Significance Sensitive quantitation of protein biomarkers plays an important role in modern clinical decision making. This work introduces an inkjet-printed assay platform built on a nonfouling, nanoscale polymer brush, which eliminates nonspecific binding, the largest source of noise in surface-based assays. The assay goes to completion after adding a drop of blood (with no additional reagents or mixing), and the assay can be read with a smartphone-based detector.

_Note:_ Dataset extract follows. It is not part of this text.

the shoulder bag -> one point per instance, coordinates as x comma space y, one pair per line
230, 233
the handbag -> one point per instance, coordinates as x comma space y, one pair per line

This technology is significant because it enables high-performance diagnostic testing in blood with minimal infrastructural requirements. Furthermore, its fully printed nature makes it highly customizable and thus broadly applicable to a wide range of diagnostic targets. The ELISA is the mainstay for sensitive and quantitative detection of protein analytes. Despite its utility, ELISA is time-consuming, resource-intensive, and infrastructure-dependent, limiting its availability in resource-limited regions. Here, we describe a self-contained immunoassay platform (the “D4 assay”) that converts the sandwich immunoassay into a point-of-care test (POCT). The D4 assay is fabricated by inkjet printing assay reagents as microarrays on nanoscale polymer brushes on glass chips, so that all reagents are “on-chip,” and these chips show durable storage stability without cold storage. The D4 assay can interrogate multiple analytes from a drop of blood, is compatible with a smartphone detector, and displays analytical figures of merit that are comparable to standard laboratory-based ELISA in whole blood. These attributes of the D4 POCT have the potential to democratize access to high-performance immunoassays in resource-limited settings without sacrificing their performance.